Black one, hands down!
It goes with everything and it looks much classier.


----------



## nai (Feb 12, 2008)

im more of a pink girl. its soo cute!


----------



## Mairim (Feb 12, 2008)

I love black one! I think the contrast is most striking colors, pink is very weak


----------



## lovelyweapon (Feb 15, 2008)

the black is more practical, the pink is more fun!

good luck, they're both beautiful!


----------



## vivalamac (Feb 15, 2008)

Black one fo sho!


----------



## sparklingmuse (Feb 15, 2008)

i have the black and after a few months the black terry material has started to fade to a really ugly brown/tan...it looks so off cuz the leather is still black. i would def get the pink...i regret buying the black terry bag


----------



## MiCHiE (Feb 15, 2008)

Some are terry and some are velour. I hope the velour doesn't fade. Between this site and The Purse Forum, I ordered a black velour one for myself.

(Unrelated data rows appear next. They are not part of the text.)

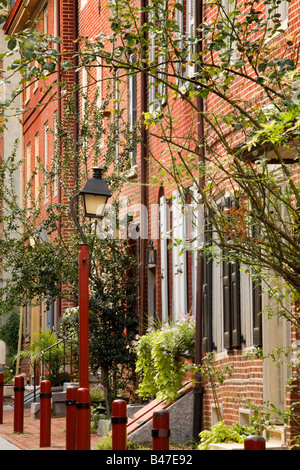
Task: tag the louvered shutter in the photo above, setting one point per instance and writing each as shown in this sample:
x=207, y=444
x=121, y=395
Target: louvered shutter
x=164, y=227
x=178, y=258
x=256, y=314
x=235, y=305
x=231, y=300
x=226, y=305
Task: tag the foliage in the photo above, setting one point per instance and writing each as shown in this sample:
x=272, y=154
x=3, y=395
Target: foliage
x=163, y=358
x=8, y=375
x=220, y=432
x=41, y=349
x=214, y=374
x=9, y=333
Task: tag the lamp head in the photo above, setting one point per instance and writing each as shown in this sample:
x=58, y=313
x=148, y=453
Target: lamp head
x=95, y=194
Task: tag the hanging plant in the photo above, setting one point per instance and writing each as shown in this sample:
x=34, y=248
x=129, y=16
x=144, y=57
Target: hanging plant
x=164, y=357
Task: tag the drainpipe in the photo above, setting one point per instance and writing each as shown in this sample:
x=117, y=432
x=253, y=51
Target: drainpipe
x=198, y=389
x=57, y=19
x=143, y=189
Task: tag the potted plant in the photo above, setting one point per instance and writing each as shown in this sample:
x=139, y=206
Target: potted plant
x=164, y=356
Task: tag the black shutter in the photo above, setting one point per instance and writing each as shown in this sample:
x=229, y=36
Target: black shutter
x=231, y=298
x=207, y=305
x=235, y=305
x=256, y=312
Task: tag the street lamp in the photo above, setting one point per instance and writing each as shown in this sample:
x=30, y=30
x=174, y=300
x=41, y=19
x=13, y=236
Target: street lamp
x=95, y=195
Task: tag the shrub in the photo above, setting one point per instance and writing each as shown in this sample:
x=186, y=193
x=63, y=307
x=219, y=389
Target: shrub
x=163, y=358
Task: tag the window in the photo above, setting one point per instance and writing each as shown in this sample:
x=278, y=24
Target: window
x=116, y=115
x=28, y=166
x=187, y=31
x=232, y=301
x=46, y=157
x=164, y=229
x=278, y=13
x=179, y=261
x=158, y=59
x=231, y=304
x=207, y=287
x=36, y=155
x=45, y=22
x=133, y=115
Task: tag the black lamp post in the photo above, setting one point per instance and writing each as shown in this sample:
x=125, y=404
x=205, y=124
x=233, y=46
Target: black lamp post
x=95, y=195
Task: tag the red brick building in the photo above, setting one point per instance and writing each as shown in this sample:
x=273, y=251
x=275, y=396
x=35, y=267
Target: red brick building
x=169, y=287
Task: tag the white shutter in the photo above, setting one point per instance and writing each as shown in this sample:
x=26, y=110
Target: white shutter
x=164, y=227
x=179, y=260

*BTW guys, she picked the BLACK ONE!!!!*​


----------



## sansob2 (Feb 15, 2008)

pink is a good choice looks attractive


----------



## xoxprincessx0x (Feb 15, 2008)

pink...as many have said it goes with A LOT more!!


----------



## k.a.t (Feb 16, 2008)

I want this bag 
	

	
	
		
		

		
		
	


	




 i want the pink one, i wish i was rich lol


----------



## ShauntyXD (Mar 7, 2008)

I have the black one!!!!! Get the black one!!!!
I got mine as soon as it came out...that's quite a while ago and mine defintely hasn't faded. To the persons that faded, is yours authentic? have you left it in a sunny area? it shouldn't do that. 
	

	
	
		
		

		
			




anyway, this is an older post and i'm sure you've purchased the bag already...LOL


----------



## HOTasFCUK (Mar 8, 2008)

Quote:

   Originally Posted by *ShauntyXD* 

 
_I have the black one!!!!! Get the black one!!!!
I got mine as soon as it came out...that's quite a while ago and mine defintely hasn't faded. To the persons that faded, is yours authentic? have you left it in a sunny area? it shouldn't do that. 
	

	
	
		
		

		
		
	


	



anyway, this is an older post and i'm sure you've purchased the bag already...LOL_

 

Hey ShauntyXD.....where did you find it in Toronto??


----------



## kimmy (Mar 10, 2008)

black juicy bags FTW! i like the pink/brown too, but it just doesn't really go with many clothing items...unless your closet is full of pink and brown.


----------



## Moppit (Mar 10, 2008)

Definitely pink.  I love it.


----------



## S.S.BlackOrchid (Mar 11, 2008)

The black one. Of course, I'd love it more if it was black and red instead of black and white. I'm just a goth kid at heart.


----------



## Deena (Mar 14, 2008)

I like the first one.


----------